Parpadeó y meneó la cabeza.

—Casi siempre.

El periódico se estaba empapando y comprendí que era hora de ponerse a cubierto.

—Vayamos a un sitio seco —dije. Volvimos a la entrada y nos quedamos a un paso de la puerta—. ¿No pasó nada más? —insistí—. ¿Nada de nada, aunque parezca trivial?

—No dijo buenas noches al marcharse, aunque solía hacerlo. Lo último que hacía era sacar un dedo y agitarlo, como si se burlara, porque le había dicho que había dejado el tabaco.

—¿Estaba bajada la ventanilla del coche?

—No puedo asegurarlo.

—¿No vio a nadie en el coche con él? —Negó con la cabeza—. ¿Está seguro?

—Completamente. Y eso es todo lo que sé.

—Muy bien. Muchas gracias por su amabilidad. Si se le ocurre alguna cosa, ¿querrá llamarme? —Saqué una tarjeta del bolso y se la di—. Puede localizarme en este número. Si no estoy, hay un contestador.

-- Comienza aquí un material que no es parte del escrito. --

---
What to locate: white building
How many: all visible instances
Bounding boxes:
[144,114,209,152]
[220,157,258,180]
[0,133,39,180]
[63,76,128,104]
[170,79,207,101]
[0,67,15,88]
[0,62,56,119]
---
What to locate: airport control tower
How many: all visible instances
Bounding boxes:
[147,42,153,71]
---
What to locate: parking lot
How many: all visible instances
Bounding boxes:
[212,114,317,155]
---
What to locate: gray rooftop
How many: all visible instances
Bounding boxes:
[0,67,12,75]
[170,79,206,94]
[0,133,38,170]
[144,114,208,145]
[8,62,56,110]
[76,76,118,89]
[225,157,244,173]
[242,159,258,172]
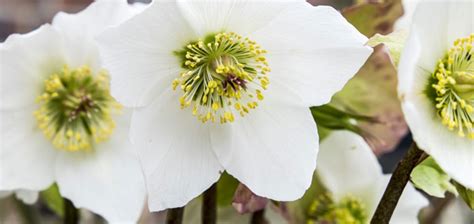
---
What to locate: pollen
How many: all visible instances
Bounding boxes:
[33,66,121,151]
[428,34,474,139]
[172,32,271,124]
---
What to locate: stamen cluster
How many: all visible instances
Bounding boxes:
[431,34,474,139]
[173,32,270,123]
[34,66,121,151]
[307,194,367,224]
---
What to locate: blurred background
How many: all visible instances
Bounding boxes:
[0,0,474,224]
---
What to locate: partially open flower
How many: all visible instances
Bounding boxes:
[99,0,371,211]
[0,1,145,222]
[398,0,474,189]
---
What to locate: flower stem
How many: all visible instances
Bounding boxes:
[63,198,79,224]
[250,209,268,224]
[370,143,426,224]
[201,184,217,224]
[166,207,184,224]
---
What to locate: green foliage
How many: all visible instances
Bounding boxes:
[410,157,458,198]
[342,0,403,37]
[367,30,408,67]
[454,182,474,211]
[40,184,64,217]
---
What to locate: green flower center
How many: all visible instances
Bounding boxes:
[307,194,368,224]
[34,66,121,151]
[428,34,474,139]
[172,33,270,124]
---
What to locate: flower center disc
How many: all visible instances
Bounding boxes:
[173,33,270,124]
[428,34,474,139]
[34,67,121,151]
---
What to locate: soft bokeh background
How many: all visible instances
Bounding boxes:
[0,0,474,224]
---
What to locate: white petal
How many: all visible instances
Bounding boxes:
[0,25,64,110]
[98,1,197,106]
[251,3,372,106]
[398,1,474,189]
[52,0,144,69]
[402,94,474,189]
[0,119,57,190]
[15,190,39,205]
[131,88,222,211]
[316,131,382,204]
[178,0,290,37]
[211,83,318,201]
[56,112,145,223]
[371,175,429,224]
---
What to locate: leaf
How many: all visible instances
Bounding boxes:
[367,30,408,67]
[342,0,403,37]
[331,46,408,154]
[410,157,458,198]
[217,172,239,206]
[40,184,64,217]
[454,182,474,211]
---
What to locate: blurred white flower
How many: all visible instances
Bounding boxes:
[0,1,145,222]
[95,0,371,211]
[0,190,38,205]
[313,131,428,224]
[398,0,474,189]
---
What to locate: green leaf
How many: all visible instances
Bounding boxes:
[40,184,64,217]
[217,172,239,206]
[454,182,474,211]
[342,0,403,37]
[367,30,408,67]
[410,157,458,198]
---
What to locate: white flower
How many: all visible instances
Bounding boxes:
[316,131,428,224]
[99,0,371,211]
[0,190,38,205]
[398,1,474,189]
[0,1,145,222]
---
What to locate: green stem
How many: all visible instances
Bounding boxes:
[63,198,79,224]
[370,143,426,224]
[201,184,217,224]
[166,207,184,224]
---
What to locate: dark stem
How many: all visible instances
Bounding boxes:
[166,207,184,224]
[250,209,268,224]
[370,143,426,224]
[201,184,217,224]
[63,198,79,224]
[421,193,455,224]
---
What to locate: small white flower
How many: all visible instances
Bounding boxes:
[0,190,38,205]
[0,1,145,222]
[314,131,428,224]
[398,0,474,189]
[95,0,371,211]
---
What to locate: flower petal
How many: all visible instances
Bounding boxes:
[402,94,474,189]
[131,88,222,211]
[211,83,318,201]
[56,112,145,223]
[316,131,382,203]
[251,2,372,106]
[398,1,474,189]
[376,175,429,224]
[178,0,290,37]
[98,1,197,107]
[0,113,57,190]
[0,25,64,110]
[52,0,144,69]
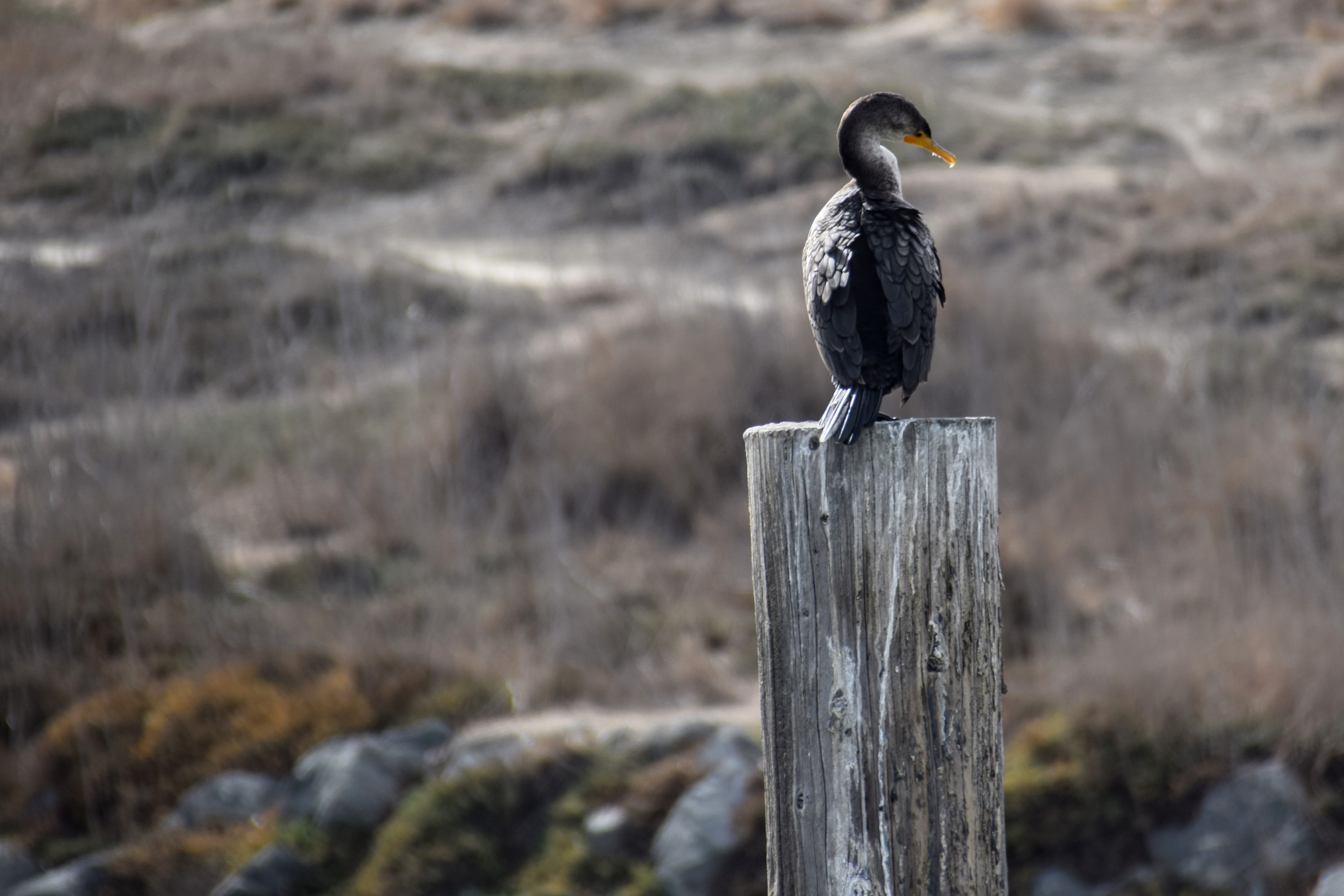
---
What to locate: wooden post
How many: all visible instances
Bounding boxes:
[745,418,1007,896]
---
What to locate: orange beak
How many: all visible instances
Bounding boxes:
[904,136,957,168]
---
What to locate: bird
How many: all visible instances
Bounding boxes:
[802,93,957,445]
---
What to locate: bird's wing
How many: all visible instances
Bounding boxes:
[802,184,863,387]
[863,206,948,398]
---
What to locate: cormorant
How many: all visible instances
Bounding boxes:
[802,93,957,445]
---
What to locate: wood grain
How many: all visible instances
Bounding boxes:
[745,418,1007,896]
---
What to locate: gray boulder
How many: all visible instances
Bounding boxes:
[583,806,630,856]
[285,719,451,829]
[440,734,536,781]
[163,771,279,829]
[1148,760,1317,896]
[1312,862,1344,896]
[601,719,719,764]
[7,853,107,896]
[0,839,42,893]
[210,846,313,896]
[652,728,761,896]
[1031,868,1091,896]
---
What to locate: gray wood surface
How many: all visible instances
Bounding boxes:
[745,418,1007,896]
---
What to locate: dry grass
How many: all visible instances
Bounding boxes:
[976,0,1063,34]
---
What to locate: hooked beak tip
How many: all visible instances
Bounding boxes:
[904,136,957,168]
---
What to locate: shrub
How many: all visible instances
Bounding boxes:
[351,751,590,896]
[10,654,470,839]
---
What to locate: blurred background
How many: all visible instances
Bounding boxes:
[0,0,1344,896]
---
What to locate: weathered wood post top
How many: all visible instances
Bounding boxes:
[745,418,1007,896]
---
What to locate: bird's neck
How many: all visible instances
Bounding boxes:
[840,120,902,200]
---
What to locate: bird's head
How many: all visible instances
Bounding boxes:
[840,93,957,165]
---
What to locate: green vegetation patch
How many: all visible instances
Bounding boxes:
[141,101,349,194]
[349,750,591,896]
[1004,713,1278,889]
[28,102,161,156]
[418,66,625,121]
[0,654,507,849]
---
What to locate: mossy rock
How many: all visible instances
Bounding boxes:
[9,654,486,849]
[1004,711,1278,891]
[99,813,279,896]
[349,750,591,896]
[28,102,161,156]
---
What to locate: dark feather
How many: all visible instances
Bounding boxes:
[802,183,946,445]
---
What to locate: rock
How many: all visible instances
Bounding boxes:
[163,771,278,829]
[380,719,453,763]
[285,720,451,830]
[440,734,533,781]
[0,839,42,893]
[1312,862,1344,896]
[1149,760,1317,896]
[583,806,630,856]
[601,719,719,764]
[1031,868,1091,896]
[652,728,761,896]
[210,846,313,896]
[5,853,107,896]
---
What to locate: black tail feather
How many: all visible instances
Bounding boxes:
[821,386,882,445]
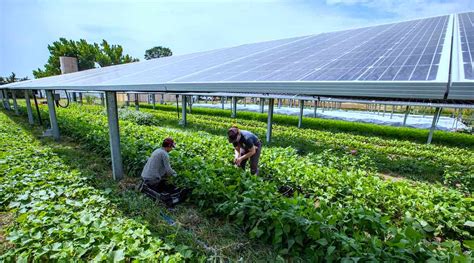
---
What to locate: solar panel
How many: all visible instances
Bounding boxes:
[458,12,474,80]
[174,16,449,82]
[4,12,474,100]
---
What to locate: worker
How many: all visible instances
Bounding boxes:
[142,138,176,192]
[227,126,262,175]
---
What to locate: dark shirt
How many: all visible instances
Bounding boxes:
[233,130,260,151]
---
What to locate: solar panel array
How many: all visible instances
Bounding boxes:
[458,12,474,80]
[3,12,474,100]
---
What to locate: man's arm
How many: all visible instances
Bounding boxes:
[236,145,257,165]
[163,154,177,176]
[234,146,240,162]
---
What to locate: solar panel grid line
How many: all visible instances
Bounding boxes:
[96,49,226,84]
[459,14,472,79]
[464,13,474,79]
[409,16,441,80]
[393,18,436,80]
[357,20,421,80]
[215,31,344,81]
[358,22,412,80]
[168,35,314,82]
[299,24,394,80]
[427,15,454,81]
[224,29,360,81]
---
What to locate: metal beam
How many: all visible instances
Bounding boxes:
[105,91,123,181]
[25,90,35,125]
[314,100,318,118]
[230,97,237,118]
[267,98,275,143]
[179,95,188,126]
[188,96,193,113]
[298,100,304,128]
[46,90,60,141]
[426,108,442,144]
[402,106,410,126]
[5,90,12,110]
[0,89,7,109]
[12,90,20,115]
[135,93,140,110]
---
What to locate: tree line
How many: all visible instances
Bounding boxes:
[0,38,173,85]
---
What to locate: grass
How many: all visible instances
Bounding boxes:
[0,109,277,262]
[140,104,474,149]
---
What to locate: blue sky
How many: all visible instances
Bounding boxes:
[0,0,474,78]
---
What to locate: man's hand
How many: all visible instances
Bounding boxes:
[234,157,242,166]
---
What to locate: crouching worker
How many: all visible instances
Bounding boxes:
[227,126,262,175]
[140,138,189,205]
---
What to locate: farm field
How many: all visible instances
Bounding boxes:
[0,105,474,262]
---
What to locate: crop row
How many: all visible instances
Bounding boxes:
[39,107,473,261]
[0,112,184,262]
[131,106,474,193]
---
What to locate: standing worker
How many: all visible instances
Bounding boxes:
[142,138,176,192]
[227,126,262,175]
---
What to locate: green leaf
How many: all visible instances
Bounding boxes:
[464,221,474,227]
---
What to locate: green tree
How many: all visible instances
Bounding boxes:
[0,72,28,85]
[33,38,138,78]
[94,39,138,67]
[145,46,173,60]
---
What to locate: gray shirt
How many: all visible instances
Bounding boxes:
[142,148,176,181]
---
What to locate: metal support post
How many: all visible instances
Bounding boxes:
[12,90,20,115]
[298,100,304,128]
[267,98,275,143]
[179,95,188,126]
[314,100,318,118]
[230,97,237,118]
[402,106,410,126]
[135,93,140,110]
[25,90,35,125]
[426,107,442,144]
[33,90,43,126]
[105,91,123,181]
[0,89,7,109]
[46,90,59,141]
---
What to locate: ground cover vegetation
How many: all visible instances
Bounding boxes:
[4,102,473,261]
[134,105,474,194]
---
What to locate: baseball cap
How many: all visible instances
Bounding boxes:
[162,137,176,148]
[227,127,239,142]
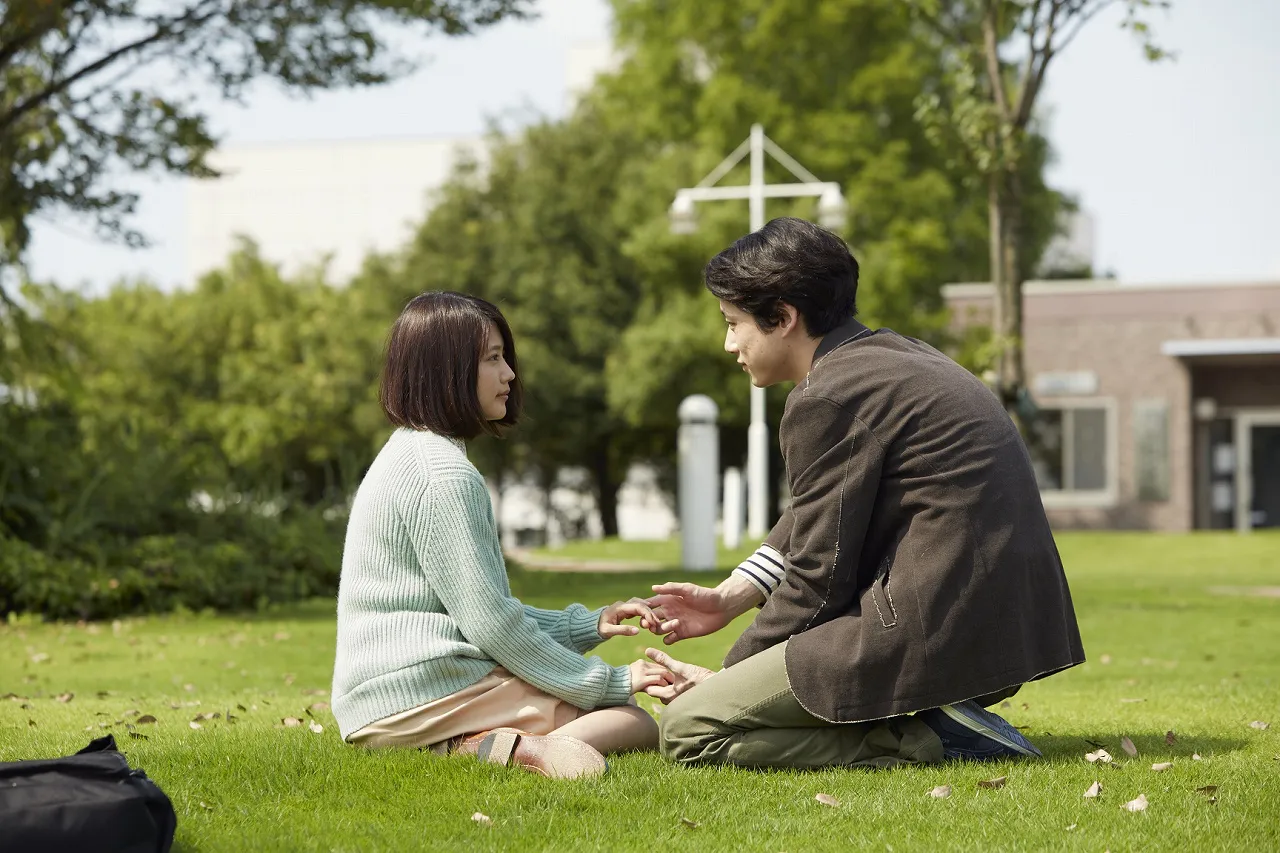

Me alejé del porche y, cuando empecé a cruzar el aparcamiento, me volví para despedirme con la mano. Charles seguía en el mismo sitio, mirándome.

Ya sentada al volante, me quedé inmóvil un momento, pensando en la circunstancia de encontrarme en el mismo sitio en que había estado Dow Purcell la noche del 12 de septiembre. Observé lo que tenía a mi alrededor. ¿Qué le había sucedido? La lluvia caía en el techo del coche como una mano que tamborileara en una mesa. No lo habían agredido. Había subido al coche y se había quedado un rato sentado…, ¿haciendo qué? Puse el coche en movimiento y salí marcha atrás, para poner rumbo, como Purcell, a Dave Levine Street. Me volví para mirar hacia el edificio. Charles se había ido ya. El camino estaba vacío y la lluvia daba a la entrada un aspecto desolado.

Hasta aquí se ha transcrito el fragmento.